The reason is simple. As a banker friend told me, “I bought all my electronics
from LG outlet at 23 Road, Festac. There, I’m guaranteed of the genuineness of
the product, warranty, and a good price. Why risk going to Alaba where I might
be sold Aiwa in the name of Sony?”
This is what
seems to be happening: As the Nigerian middle class continues to grow,
accompanied by growth in disposable income (see, for instance, Gregory
Kronsten’s “Household incomes rising even if it is not always obvious”,
BusinessDay, April 22, 2013), the formal retail sector is growing along with
it, while the informal market is going, though gradually, almost unnoticeably,
the other direction.
On the
Chinese threat, here are samplers. Just recently, Olawale Tanimowo, a
Lagos-based marketing communications executive, in an article published in
BusinessDay (Tuesday, April 2), reported that in the last week of March,
traders at the Oke-Arin Market in Lagos Island staged a peaceful protest
against the practices of some Chinese traders who have practically taken over
trading in the market. These Chinese, according to him, came in as investors
but eventually began very dangerous practices that are making it impossible for
Nigerians to sell. “As a matter of fact,” wrote Tanimowo, “Nigerians who wish
to remain in business in that market are made to buy from these Chinese who are
also competing with them in the same retail and wholesale business.

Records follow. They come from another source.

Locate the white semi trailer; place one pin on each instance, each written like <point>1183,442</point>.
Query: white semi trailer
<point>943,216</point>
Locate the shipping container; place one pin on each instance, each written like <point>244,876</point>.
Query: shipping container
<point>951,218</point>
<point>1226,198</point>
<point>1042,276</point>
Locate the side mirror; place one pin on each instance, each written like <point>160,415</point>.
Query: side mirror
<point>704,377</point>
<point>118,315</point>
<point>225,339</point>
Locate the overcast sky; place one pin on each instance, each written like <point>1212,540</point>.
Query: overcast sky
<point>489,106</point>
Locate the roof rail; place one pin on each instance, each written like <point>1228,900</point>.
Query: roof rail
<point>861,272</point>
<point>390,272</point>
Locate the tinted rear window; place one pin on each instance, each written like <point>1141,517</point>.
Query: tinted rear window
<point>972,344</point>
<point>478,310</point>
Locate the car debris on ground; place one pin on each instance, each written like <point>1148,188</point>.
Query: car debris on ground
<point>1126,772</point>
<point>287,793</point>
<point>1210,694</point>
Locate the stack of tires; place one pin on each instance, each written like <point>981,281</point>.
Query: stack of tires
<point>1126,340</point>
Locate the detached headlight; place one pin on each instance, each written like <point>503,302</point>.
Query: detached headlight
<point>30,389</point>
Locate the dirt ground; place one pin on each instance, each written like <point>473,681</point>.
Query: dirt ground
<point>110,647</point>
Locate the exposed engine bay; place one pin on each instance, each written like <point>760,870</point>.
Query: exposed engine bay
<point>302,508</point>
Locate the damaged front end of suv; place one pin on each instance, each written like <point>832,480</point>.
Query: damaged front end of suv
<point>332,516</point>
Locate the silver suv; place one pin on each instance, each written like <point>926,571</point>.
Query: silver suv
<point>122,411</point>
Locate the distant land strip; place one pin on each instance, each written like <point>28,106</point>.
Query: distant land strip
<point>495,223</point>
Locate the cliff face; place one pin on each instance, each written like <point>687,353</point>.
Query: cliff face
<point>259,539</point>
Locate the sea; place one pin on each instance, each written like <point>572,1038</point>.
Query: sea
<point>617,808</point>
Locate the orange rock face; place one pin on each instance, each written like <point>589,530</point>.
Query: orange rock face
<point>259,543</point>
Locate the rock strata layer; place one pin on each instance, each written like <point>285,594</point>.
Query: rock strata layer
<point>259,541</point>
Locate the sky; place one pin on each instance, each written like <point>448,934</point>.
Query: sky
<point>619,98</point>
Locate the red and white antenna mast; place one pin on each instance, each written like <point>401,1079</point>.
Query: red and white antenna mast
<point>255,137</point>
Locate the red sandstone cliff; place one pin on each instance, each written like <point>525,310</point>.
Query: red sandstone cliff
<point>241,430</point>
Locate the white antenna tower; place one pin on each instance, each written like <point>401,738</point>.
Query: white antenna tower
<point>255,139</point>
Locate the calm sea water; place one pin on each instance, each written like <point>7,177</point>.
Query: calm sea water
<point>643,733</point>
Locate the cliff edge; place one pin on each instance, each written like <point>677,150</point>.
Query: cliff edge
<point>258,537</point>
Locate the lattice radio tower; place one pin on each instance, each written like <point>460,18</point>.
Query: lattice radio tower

What this
means is that if a Nigerian trader buys a bale of lace material from these
Chinese traders at N5,000, for instance, he or she is going to sell at a higher
value for any margin to be possible. But this margin is being made difficult by
the fact that these Chinese who are now representatives of other traders in
home country get their goods at cheaper costs and would definitely sell at
lower values.”
Similarly,
to buttress his point, Okonkwo referred to a similar case around July last year
where the Dealers of Bags and Leather Wears Association of Nigeria at Balogun
Market in Lagos also held a protest march against some Chinese businessmen whom
they accused of retailing leather products at a very cheap rate, thereby
forcing the Nigerian traders to operate at a loss – what the traders termed “a
systematic plan to undermine and kill off their business”. According to the
protesting traders, they had been facing the problem for over five years – that
is, since the Chinese came – and they wanted the Federal Government to come to
their aid, saying if the activities of the Chinese were not checked, thousands
of the local traders would lose their source of livelihood.
I do not,
however, agree with Okonkwo that it’s just about Igbo traders, although I
believe we are the most affected because we are in the heart of the business of
buying and selling in the country. It’s also almost impossible not to add, in
our blind pursuit of money, that we are the ones likely not to observe the
change taking place, just as we have stubbornly closed our eyes to the threat
to our lives in the troubled north of the country.
What can be
done? Chase the Chinese away, or stop Shoprite and co from expanding? Not
likely. Their presence is a positive for the Nigerian economy. Moreover, as
Christo Wiese, CEO of Pepkor Ltd, is quoted as saying, “There’s enough for
everybody. It’s a growing market.” But it’s possible for government to come up
with some legislation to protect local traders, as being done in Ghana where
the Ghana Investment Promotion Centre (GIPC) Law (Act 478, 1994) reserves
small-scale retail businesses for Ghanaians. The law essentially enjoins all
non-Ghanaians, including ECOWAS citizens, who wish to engage in trading to
comply with the following: “To set up businesses outside places designated as
markets, invest a minimum of US$300,000 in cash or in kind, register with the
GIPC, obtain immigration quota and employ at least 10 Ghanaians in the
business.”
Another way
is for Nigerian traders themselves to key into the expanding formal retail
market currently dominated by foreign retailers. This, reportedly, is already
being done by some small neighbourhood stores who are adapting to the changing
tastes of consumers by changing the profile of products they stock as well as
the layout and design of their stores, with the ultimate aim of turning
themselves fully into one-stop shops.